Bridgewater Mayor David Mitchell said council anticipated there would be questions, and the position statement clarified what could and couldn't be said in public while litigation was ongoing. Mitchell said it's the first such briefing note created in his time as mayor. He didn't recall seeing any position paper in relation to issues during his time as a town councillor between 2004 and 2012. However, he pointed out, the caution around public comment in a court matter is a rare occurrence.
A Nova Scotia Supreme Court justice is expected to make a ruling soon on whether to quash the school board's decision to move Grade 10-12 students to Park View Education Centre from Bridgewater Jr./Sr. High School.

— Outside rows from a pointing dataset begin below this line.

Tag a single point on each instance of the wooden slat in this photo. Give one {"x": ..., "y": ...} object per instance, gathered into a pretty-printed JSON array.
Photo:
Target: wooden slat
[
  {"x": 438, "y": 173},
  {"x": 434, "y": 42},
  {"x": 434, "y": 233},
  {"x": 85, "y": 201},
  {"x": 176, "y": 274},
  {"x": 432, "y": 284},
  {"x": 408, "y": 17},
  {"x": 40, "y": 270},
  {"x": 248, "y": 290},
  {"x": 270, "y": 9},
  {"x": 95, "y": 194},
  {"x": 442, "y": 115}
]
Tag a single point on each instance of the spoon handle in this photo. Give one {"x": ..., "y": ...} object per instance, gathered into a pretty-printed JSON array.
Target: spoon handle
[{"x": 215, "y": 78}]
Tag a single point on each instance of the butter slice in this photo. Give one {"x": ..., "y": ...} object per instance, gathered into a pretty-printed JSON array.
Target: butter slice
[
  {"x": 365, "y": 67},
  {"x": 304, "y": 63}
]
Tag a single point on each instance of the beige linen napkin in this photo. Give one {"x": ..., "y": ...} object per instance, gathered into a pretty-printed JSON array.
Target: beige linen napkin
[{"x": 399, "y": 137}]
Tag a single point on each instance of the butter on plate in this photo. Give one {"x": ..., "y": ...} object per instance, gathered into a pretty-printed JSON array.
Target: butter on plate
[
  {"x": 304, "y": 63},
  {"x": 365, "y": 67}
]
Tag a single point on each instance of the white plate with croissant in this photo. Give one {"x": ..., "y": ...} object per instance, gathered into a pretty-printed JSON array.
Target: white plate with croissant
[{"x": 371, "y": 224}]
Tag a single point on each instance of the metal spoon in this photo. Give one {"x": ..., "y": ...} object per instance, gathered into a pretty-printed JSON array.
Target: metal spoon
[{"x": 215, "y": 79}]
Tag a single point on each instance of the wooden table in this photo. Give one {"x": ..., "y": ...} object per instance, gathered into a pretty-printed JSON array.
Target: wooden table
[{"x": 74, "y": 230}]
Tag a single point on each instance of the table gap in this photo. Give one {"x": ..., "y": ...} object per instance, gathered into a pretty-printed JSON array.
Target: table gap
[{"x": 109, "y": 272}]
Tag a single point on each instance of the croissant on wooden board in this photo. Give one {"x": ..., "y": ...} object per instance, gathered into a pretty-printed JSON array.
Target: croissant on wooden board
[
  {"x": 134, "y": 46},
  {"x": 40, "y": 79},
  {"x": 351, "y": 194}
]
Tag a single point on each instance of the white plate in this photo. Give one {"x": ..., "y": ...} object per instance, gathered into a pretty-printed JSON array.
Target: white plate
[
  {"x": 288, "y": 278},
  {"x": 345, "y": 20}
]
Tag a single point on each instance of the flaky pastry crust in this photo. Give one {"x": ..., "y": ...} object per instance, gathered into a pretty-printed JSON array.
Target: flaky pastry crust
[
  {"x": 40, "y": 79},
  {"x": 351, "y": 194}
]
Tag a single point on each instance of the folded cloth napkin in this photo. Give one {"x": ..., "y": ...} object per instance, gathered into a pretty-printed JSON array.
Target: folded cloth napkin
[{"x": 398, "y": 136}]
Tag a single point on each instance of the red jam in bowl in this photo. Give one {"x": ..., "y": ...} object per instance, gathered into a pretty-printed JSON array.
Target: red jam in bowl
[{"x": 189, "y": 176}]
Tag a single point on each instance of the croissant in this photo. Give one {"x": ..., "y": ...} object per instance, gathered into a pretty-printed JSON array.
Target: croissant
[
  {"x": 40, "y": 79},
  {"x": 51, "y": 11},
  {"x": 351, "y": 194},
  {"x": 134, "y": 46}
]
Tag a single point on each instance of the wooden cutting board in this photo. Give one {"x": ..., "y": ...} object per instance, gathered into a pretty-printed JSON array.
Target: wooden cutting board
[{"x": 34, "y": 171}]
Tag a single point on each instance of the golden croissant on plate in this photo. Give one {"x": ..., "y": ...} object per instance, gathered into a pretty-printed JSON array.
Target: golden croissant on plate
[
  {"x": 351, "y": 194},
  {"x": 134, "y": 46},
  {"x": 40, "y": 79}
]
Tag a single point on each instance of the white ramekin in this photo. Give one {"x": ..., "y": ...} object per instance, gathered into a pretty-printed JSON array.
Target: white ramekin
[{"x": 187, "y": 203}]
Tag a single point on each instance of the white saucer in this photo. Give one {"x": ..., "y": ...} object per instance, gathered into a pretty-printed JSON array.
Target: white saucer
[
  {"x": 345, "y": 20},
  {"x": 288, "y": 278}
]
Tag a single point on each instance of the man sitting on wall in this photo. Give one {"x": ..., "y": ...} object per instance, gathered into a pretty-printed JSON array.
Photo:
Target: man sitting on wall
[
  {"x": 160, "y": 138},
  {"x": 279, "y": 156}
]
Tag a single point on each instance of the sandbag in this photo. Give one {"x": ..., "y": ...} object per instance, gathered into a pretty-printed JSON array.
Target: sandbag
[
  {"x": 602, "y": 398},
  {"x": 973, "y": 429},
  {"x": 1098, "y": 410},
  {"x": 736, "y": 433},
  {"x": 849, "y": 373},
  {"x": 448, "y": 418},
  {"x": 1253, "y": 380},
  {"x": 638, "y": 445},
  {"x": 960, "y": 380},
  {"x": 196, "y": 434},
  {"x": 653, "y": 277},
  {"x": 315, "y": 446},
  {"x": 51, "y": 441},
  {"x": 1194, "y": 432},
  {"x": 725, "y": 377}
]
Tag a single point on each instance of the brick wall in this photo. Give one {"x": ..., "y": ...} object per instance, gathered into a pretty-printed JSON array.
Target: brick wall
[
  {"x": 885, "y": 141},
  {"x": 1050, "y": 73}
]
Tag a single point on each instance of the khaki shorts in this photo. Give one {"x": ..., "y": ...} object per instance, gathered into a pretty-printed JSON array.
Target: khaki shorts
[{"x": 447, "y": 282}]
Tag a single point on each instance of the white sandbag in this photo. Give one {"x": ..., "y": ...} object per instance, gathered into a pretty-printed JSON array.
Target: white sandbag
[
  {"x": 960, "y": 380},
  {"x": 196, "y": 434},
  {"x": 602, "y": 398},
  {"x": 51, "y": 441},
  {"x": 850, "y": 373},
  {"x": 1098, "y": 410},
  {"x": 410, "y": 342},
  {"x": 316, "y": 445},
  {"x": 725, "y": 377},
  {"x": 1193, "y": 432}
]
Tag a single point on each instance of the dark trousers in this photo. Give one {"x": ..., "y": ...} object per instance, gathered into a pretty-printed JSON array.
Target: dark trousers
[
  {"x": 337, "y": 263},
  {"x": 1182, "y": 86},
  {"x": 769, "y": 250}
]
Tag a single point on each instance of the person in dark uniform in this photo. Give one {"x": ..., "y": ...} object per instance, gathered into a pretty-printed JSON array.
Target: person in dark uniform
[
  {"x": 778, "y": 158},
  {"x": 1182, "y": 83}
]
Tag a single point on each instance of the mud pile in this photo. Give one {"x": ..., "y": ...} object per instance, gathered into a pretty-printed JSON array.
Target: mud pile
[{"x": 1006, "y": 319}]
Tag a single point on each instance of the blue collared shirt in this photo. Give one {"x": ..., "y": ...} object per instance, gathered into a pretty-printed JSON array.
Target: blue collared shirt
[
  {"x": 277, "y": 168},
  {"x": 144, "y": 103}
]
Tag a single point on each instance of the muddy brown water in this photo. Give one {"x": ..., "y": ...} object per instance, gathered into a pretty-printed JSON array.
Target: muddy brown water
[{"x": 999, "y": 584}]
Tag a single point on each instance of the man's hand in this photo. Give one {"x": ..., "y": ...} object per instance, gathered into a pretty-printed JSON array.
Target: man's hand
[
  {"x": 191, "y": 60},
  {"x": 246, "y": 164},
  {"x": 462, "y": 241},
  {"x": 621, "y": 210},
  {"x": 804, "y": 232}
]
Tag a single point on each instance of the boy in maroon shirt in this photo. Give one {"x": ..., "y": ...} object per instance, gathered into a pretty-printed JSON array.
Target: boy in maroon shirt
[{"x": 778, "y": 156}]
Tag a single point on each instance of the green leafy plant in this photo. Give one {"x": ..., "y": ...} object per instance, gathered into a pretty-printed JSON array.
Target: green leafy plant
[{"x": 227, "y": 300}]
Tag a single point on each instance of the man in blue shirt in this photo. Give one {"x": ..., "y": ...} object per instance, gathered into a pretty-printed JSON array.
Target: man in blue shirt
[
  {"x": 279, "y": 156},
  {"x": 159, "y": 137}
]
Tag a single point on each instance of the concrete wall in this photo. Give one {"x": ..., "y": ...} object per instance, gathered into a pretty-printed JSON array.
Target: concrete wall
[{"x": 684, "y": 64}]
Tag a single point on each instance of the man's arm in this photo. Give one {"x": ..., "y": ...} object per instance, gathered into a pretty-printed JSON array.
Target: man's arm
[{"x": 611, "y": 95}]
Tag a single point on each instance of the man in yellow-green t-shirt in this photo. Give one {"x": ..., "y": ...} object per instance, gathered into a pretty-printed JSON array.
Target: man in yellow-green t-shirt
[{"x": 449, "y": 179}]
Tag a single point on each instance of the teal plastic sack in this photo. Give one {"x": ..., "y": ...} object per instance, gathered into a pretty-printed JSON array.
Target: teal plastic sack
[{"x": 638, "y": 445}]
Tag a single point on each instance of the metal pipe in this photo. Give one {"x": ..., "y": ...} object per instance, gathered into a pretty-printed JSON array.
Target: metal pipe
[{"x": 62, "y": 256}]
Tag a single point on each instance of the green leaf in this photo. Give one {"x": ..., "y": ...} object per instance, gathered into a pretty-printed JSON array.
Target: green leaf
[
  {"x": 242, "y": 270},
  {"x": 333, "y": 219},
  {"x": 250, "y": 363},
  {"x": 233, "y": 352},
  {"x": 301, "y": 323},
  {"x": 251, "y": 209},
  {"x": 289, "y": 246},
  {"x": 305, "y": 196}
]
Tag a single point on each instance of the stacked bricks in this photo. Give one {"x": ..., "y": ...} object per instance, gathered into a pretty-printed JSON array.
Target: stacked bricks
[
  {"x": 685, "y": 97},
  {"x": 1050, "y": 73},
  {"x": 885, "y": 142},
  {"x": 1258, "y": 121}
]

Bridgewater challenged the board's decision, which will come into effect the next school year, and is asking a court to declare it null and void.
The town believes the board misled a committee tasked with reviewing the Bridgewater and Park View families of schools and set the process up for a decision that was already predetermined. The school board says there is no evidence to suggest anyone was misled.
Both sides met in Supreme Court in early March, after the town successfully applied for a judicial review last year, and presented their arguments to Justice Mona Lynch. The board failed to get the judicial review dismissed in December, but filed an appeal shortly after.
Meanwhile, town council, during its March 13 meeting, examined 14 form letters encouraging Bridgewater and the school board to engage in cooperative talks and concluding that "court room posturing is a waste of money."
Mitchell said the letters arrived after the legal process started.
"It's kind of too late," he said, "if they're talking about the money we've spent going to court."
As of mid-March, taxpayers will have spent about $113,000, and counting, on the judicial review matter. The South Shore Regional School's portion is about $90,000, while the town has spent an estimated $23,000.